Al Hafizh Ibnu Hajar menukil ucapan An-Nasa'i :

ابن المثنى بن عبدالله …وقال النسائي ليس بالقوي

"Ibnu Al-Mutsanna bin 'Abdillah….An-Nasa’I menilai: Tidak kuat.”
(Tahdzib At-Tahdzib, vol. 5, hlm. 339)

Juga ucapan Ibnu Hibban :

ابن المثنى بن عبدالله …وذكره ابن حبان في الثقات وقال ربما اخطأ

"Ibnu Al-Mutsanna bin -Abdillah….Ibnu Hibban menyebutkannya dalam barisan perawi Tsiqat dan menilainya: kadang-kadang melakukan kesalahan."
(Tahdzib At-Tahdzib, vol. 5, hlm. 339)

Juga sikap Abu Dawud :

ابن المثنى بن عبدالله …وقال الآجري عن أبي داود لا أخرج حديثه

"Ibnu Al-Mutsanna bin 'Abdillah….Al Ajurriy meriwayatkan Abu Dawud mengatakan; Saya tidak meriwayatkan haditsnya."
(Tahdzib At-Tahdzib, vol. 5, hlm. 339)

Juga riwayat lain tentang ucapan Ibnu Ma’in :

ابن المثنى بن عبدالله …وقال ابن أبي خيثمة عن ابن معين ليس بشئ

"Ibnu Al-Mutsanna bin 'Abdillah….Ibnu Abi Khaitsamah meriwayatkan dari Ibnu Ma’in yang menilainya: Bukan apa-apa –tidak bisa jadi tumpuan-."
(Tahdzib At-Tahdzib, vol. 5, hlm. 339)

Juga ucapan As-Sajiy :

ابن المثنى بن عبدالله …
وقال الساجي فيه ضعف لم يكن من اهل الحديث روى مناكير وبنحوه قال الازدي

"Ibnu Al-Mutsanna bin 'Abdillah….As-Saajiy berkata: beliau memiliki kelemahan, bukan termasuk ahli hadits, dan meriwayatkan sejumlah riwayat Munkar.

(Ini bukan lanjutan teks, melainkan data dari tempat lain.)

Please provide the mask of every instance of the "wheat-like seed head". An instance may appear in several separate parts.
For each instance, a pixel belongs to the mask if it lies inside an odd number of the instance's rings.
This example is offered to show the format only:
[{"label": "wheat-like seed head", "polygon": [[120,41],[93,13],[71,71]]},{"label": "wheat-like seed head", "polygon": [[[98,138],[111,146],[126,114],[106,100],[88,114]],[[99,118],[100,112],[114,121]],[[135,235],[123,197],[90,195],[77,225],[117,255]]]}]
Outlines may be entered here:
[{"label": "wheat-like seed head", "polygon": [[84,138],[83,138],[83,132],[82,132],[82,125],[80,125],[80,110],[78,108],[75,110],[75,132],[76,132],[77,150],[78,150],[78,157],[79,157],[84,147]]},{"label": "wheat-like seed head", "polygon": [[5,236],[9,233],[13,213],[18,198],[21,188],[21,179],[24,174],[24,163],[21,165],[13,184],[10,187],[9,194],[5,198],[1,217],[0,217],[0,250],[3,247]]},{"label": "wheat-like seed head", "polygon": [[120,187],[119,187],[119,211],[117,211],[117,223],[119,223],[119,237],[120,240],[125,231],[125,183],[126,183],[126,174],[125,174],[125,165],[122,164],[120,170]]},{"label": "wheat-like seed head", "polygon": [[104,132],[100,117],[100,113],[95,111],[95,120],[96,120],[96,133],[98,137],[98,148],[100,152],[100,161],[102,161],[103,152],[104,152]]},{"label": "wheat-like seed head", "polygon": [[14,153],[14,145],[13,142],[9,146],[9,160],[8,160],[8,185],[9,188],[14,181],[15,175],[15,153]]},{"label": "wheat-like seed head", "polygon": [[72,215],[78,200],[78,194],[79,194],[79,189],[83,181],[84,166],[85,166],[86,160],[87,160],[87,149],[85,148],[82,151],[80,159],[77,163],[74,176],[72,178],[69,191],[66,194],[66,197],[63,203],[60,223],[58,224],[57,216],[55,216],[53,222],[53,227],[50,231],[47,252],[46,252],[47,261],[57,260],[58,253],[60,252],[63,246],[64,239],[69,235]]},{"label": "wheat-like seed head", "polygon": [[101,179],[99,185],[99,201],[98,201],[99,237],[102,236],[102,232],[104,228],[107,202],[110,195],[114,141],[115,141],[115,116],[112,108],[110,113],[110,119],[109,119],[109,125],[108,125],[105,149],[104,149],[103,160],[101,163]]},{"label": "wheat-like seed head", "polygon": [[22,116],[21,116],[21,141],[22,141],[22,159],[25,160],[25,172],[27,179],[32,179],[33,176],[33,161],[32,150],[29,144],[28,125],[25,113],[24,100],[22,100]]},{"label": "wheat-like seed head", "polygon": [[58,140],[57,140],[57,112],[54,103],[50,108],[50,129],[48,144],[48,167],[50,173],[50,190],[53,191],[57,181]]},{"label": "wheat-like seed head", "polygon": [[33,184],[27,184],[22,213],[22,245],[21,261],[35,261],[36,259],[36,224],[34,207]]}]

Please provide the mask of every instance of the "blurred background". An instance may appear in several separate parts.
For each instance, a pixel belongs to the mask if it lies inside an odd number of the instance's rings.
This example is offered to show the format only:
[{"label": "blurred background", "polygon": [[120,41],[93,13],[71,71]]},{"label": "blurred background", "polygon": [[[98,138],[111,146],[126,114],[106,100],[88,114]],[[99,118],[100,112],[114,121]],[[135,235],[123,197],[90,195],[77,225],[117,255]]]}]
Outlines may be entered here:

Al-Azdiy berpendapat senada."
(Tahdzib At-Tahdzib, vol. 5, hlm. 339)

Dari keterangan para kritikus hadits di atas, bisa dipahami bahwa problem 'Abdullah bin Al-Mutsanna juga terkait dengan kedhabitan. Beliau dihitung lemah dari sisi kedhabitan, meriwayatkan sejumlah hadits-hadits Munkar, mayoritas haditsnya tidak dikuatkan dengan Mutabi’at dan bahkan dikatakan As-Sajiy bukan ahli hadits. Perawi yang dijelaskan sebab kelemahannya lebih layak dinilai lemah daripada yang mentsiqahkannya.

Ketiga

Sejumlah ahli hadits menegaskan bahwa 'Abdullah bin Al-Muharrar bertafarrud (bersendirian) dalam meriwayatkan hadits beraqiqahnya Rasulullah ﷺ setelah diutus menjadi Nabi. Al Bazzar mengatakan :

وحديثا عَبد الله بن محرر لا نعلم رواهما أحد ، عَن قَتادة ، عَن أَنَس غيره وهو ضعيف الحديث جِدًّا ، وَإنَّما يكتب من حديثه ما ليس عند غيره

"Dua hadits 'Abdullah bin Al-Muharrar ini, kami tidak mengetahui seorangpun yang meriwayatkannya dari Qataadah dari Anas selain dia. Dia sendiri sangat lemah. Dia adalah orang yang tidak lebih ditulis darinya hadits yang tidak ada pada selainnya."
(Musnad Al-Bazzar, 2/345)

Ibnu Al-Qaisaraniy memasukkan hadits ini dalam kumpulan hadits-hadits Gharib pada kitabnya Athraf Al-Gharaib wa Al-Afrad. Beliau juga menukil ucapan Syu’bah :

قال أبو قتادة هذا أفادناه شعبة عن هذا الشيخ يعني عبد الله عن قتادة وقال: ليس يروي هذا الحديث غيره

"Abu Qataadah berkata: Ini adalah apa yang dinyatakan oleh Syu’bah tentang Syaikh ini, yakni Abdullah (bin Al Muharrar) dari Qataadah. Beliau mengatakan; tidak ada yang meriwayatkan hadits ini selain dia."
(Athraf Al-Gharaib wa Al-Afrad, vol. 2, hlm. 159)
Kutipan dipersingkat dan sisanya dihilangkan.